Henry Craik, ed. English Prose. 1916.
Vol. I. Fourteenth to Sixteenth Century
Thomas Carlyle (17951881)
B
Often also could I see the black Tempest marching in anger through the Distance: round some Schreckhorn, as yet grim-blue, would the eddying vapour gather, and there tumultuously eddy, and flow down like a mad witch’s hair; till, after a space it vanished, and in the clear sunbeam, your Schreckhorn stood smiling grim-white, for the vapour has held snow. How thou fermentest and elaboratest, in thy great fermenting-vat and laboratory of an Atmosphere, of a World, O Nature!—Or what is Nature? Ha! why do I not name thee God? Art not thou the “Living Garment of God”? O Heavens, is it in very deed, He, then, that ever speaks through thee; that lives and loves in thee, that lives and loves in me?
Fore-shadows, call them rather fore-splendours, of that Truth, and Beginning of Truths, fell mysteriously over my soul. Sweeter than Dayspring to the Shipwrecked in Nova Zembla; ah, like the mother’s voice to her little child that strays bewildered, weeping, in unknown tumults; like soft streamings of celestial music to my too exasperated heart, came that Evangel. The Universe is not dead and demoniacal, a charnel house with spectres; but godlike and my Father’s!
With other eyes, too, could I now look upon my fellow man; with an infinite Love, with an infinite Pity. Poor, wandering, wayward man! Art thou not tired, and beaten with stripes, even as I am? Ever, whether thou bear the royal mantle or the beggar’s gabardine, art thou not so weary, so heavy-laden; and thy Bed of Rest is but a Grave. O my Brother, my Brother, why cannot I shelter thee in my bosom, and wipe away all tears from thy eyes! Truly, the din of many-voiced Life, which, in this solitude, with the mind’s organ, I could hear, was no longer a maddening discord, but a melting one; like inarticulate cries, and sobbings of a dumb creature, which in the ear of Heaven are prayers.
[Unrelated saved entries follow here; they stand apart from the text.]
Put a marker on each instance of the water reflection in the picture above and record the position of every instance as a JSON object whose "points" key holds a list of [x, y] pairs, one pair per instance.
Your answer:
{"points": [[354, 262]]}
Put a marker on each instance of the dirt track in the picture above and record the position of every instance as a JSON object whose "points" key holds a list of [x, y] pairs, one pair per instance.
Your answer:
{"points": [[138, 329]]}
The poor Earth, with her poor joys, was now my Needy Mother, not my cruel Stepdame; Man, with his so mad Wants and his so mean Endeavours, had become the dearest to me; and even for his sufferings and his sins, I now first named him Brother. Thus was I standing in the porch of that “Sanctuary of Sorrow”; by strange, steep ways had I too been guided thither; and ere long its sacred gates would open, and the “Divine Depth of Sorrow” lie disclosed to me.